Além da acabar com subsídios, o que pode ser melhorado?
Algo que nunca conseguimos implantar, e que estava previsto lá atrás, no marco regulatório do setor, no final dos anos 90, é a tarifa locacional. Ainda adotamos a tarifa de geração selo – independentemente de onde produzimos energia, perto ou longe do centro de carga, o preço pelo uso do fio é o mesmo. Faz todo sentido diferenciar. Se a fonte está próxima do centro de carga deve pagar um pedágio menor do que uma fonte a milhares de quilômetros de distância. Além da tarifa locacional, não temos os serviços ancilares - serviços essenciais para garantir a qualidade e a confiabilidade do sistema, desde a geração até o consumo.
Energia não é tudo igual?
A energia de uma hidrelétrica ou de uma térmica tem mais atributos elétricos do que uma usina eólica ou solar, pois consegue regular tensão, frequência e fornecer energia reativa ao sistema. Energia não é tudo igual, umas têm mais atributos que outras. Além disso, surgiram novas condições de contorno que antes não existiam. Precisamos, portanto, dar um mergulho profundo nos fundamentos do nosso modelo, à luz das condições de contorno que surgiram. Já passamos da hora de fazer uma reforma do setor elétrico. Essa concertação, no entanto, precisa passar pelo Ministério das Minas e Energia, pela Aneel, pelos órgãos de governo e de Estado.
A Delta foi criada há 23 anos, mas só agora os sócios-fundadores, Rubens Takano e Ricardo Lisboa, decidiram criar o cargo de CEO. Quais são seus planos?
É um desafio muito grande ser o primeiro CEO do grupo. Estou no setor há mais de 30 anos e vi a Delta nascer durante o racionamento de 2001, como comercializadora – justamente num momento em que faltava energia.
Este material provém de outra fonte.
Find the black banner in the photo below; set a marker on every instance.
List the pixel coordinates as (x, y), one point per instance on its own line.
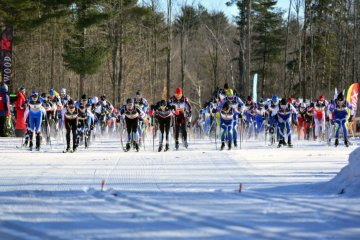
(6, 55)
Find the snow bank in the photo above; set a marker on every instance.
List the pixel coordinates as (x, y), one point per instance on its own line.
(347, 181)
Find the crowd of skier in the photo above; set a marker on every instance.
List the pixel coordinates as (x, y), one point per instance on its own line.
(225, 117)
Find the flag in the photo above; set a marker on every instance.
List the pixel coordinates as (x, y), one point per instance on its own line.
(255, 88)
(6, 55)
(352, 96)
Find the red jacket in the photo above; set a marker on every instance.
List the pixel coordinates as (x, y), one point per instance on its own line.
(20, 100)
(20, 121)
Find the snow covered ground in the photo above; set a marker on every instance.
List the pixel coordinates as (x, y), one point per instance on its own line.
(186, 194)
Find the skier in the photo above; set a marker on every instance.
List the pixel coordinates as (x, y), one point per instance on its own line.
(283, 112)
(227, 116)
(143, 105)
(164, 111)
(132, 114)
(319, 115)
(339, 107)
(180, 102)
(70, 114)
(332, 117)
(34, 107)
(273, 124)
(63, 97)
(4, 108)
(223, 92)
(83, 128)
(235, 103)
(250, 112)
(260, 118)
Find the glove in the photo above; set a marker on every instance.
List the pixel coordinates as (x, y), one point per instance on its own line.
(8, 121)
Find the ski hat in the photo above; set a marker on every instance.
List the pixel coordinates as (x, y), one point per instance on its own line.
(71, 103)
(283, 101)
(130, 103)
(340, 97)
(163, 103)
(178, 91)
(275, 99)
(4, 87)
(226, 107)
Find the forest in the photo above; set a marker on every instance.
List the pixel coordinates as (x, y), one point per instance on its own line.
(117, 47)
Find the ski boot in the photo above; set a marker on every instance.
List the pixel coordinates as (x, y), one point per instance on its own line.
(160, 147)
(222, 146)
(186, 144)
(127, 148)
(67, 148)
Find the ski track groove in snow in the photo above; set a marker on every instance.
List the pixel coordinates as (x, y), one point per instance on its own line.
(182, 185)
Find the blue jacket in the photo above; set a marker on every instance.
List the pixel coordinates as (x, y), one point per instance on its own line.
(5, 103)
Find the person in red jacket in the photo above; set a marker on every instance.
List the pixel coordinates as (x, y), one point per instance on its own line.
(20, 127)
(4, 108)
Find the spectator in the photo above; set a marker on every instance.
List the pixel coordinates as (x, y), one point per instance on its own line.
(20, 127)
(4, 108)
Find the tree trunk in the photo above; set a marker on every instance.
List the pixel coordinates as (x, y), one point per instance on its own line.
(299, 42)
(168, 62)
(248, 44)
(286, 46)
(339, 47)
(82, 76)
(305, 35)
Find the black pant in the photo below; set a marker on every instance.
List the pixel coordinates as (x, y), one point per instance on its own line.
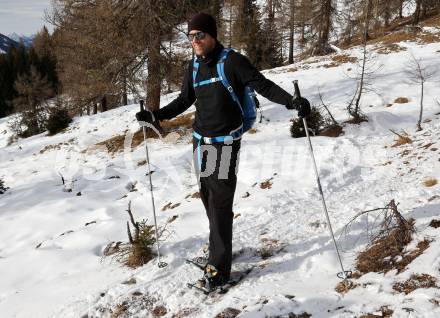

Acompanhei a capacidade dos sócios, Rubens Takano e Ricardo Lisboa, de transformar uma ideia num conceito até transformar a Delta num grupo empresarial que atua em cinco grandes segmentos. Eles conseguem enxergar oportunidades e, muito rapidamente, materializá-las. Esse foi a chave do sucesso e do crescimento da Delta. Enquanto toco a parte operacional, o foco deles agora é direcionado para as atividades de expansão, inovação e desenvolvimento de novos negócios.
Errata: ao contrário do publicado inicialmente, os projetos de térmicas serão tanto a gás como de biocombustível e não apenas três térmicas a gás.
Em nota ao NeoFeed, o Grupo Delta Energia confirma a inscrição de três projetos de construção de térmicas para geração de energia no Leilão de Reserva de Capacidade 2025: uma térmica a gás natural e duas a biodiesel.